Posto unico in piedi che vuol dire in modo spicciolo che "chi prima arriva meglio alloggia", che non ci sono posti a sedere perché il biglietto è unico e uguale per tutti e quindi come accade nei migliori concerti (nel mondo) c'è la fatidica corsa (se sei un fan sfegatato soprattutto) per accaparrarsi la transenna, a pochi metri dal palco nonostante il caldo, il sudore, il senso di costrizione che poi con le prime note musicali passerà, lo sai già.
E invece ecco che staccato il biglietto all'ingresso e pronti alla corsa, troviamo centinaia di sedie e i componenti dello staff che ti dicono di sederti dove trovi posto e che non puoi stare in piedi davanti al palco. Già qui c'è qualcosa che non va, perché il posto in piedi intanto prevede che ci sia il "parterre" libero e dunque che il primo che arriva si accaparri il posto migliore. Funziona così ai Concerti. Da che mondo è mondo.
Partiamo dal principio base che non si trattasse di un concerto di musica classica, di un balletto né tanto meno di uno spettacolo teatrale, dov' è giusto e legittimo che si stia seduti, ma di un concerto rock/blues e un tantino pop per un target di giovani in primis, che hanno voglia di ballare, cantare, urlare e divertirsi. E a dirlo non sono di certo io, ma le classifiche radiofoniche e tutti i concerti tenuti fin ora da quest'artista che hanno coinvolto migliaia di persone (basta fare un giro su google e vedere foto e video dei concerti. Di sedie nemmeno l'ombra).
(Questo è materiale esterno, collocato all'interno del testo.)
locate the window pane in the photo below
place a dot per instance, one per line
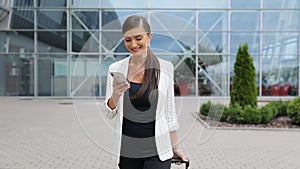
(280, 75)
(51, 3)
(213, 4)
(245, 4)
(28, 3)
(85, 3)
(85, 20)
(85, 41)
(281, 4)
(212, 42)
(114, 19)
(275, 43)
(240, 38)
(213, 20)
(186, 18)
(173, 42)
(124, 4)
(281, 20)
(218, 42)
(112, 42)
(22, 19)
(52, 41)
(168, 21)
(51, 20)
(52, 75)
(85, 71)
(17, 75)
(20, 42)
(172, 4)
(238, 21)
La convinzione che Palermo in questo sia diversa dal resto de mondo, da dove nasce? Perché qui i fan dovrebbero voler vedere James Morrison (nel caso specifico, ma non è la prima volta che accade) seduti su una sedia? E soprattutto voler stare seduti (dove c'è posto) se il biglietto è per tutt'altro e lo hanno comprato per quello? (Su quest'ultima domanda, torniamo dopo).
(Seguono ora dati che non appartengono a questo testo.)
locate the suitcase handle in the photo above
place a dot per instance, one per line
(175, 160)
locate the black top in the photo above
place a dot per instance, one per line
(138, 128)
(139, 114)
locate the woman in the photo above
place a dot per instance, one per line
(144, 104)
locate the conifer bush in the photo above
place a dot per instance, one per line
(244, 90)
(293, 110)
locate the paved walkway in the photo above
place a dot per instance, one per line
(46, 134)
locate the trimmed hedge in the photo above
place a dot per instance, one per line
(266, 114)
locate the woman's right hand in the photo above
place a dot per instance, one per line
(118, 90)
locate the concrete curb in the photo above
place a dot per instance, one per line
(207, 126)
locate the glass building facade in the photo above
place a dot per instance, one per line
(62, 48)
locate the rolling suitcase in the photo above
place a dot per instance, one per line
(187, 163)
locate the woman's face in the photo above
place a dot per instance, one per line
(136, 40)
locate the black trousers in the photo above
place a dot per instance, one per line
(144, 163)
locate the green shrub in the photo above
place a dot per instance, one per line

Concerti quindi che attirano un certo target e com' è sempre stato escludono "darwinianamente" ( e lo dico senza discriminazione alcuna ma oggettivamente) gente di una certa età che di saltare e urlare non ha magari voglia, famiglie con bambini piccoli e tutti quelli che non sono proprio dei fan e che quindi non hanno alcun interesse a stare sotto al palco o comunque in piedi tra la bolgia che salta.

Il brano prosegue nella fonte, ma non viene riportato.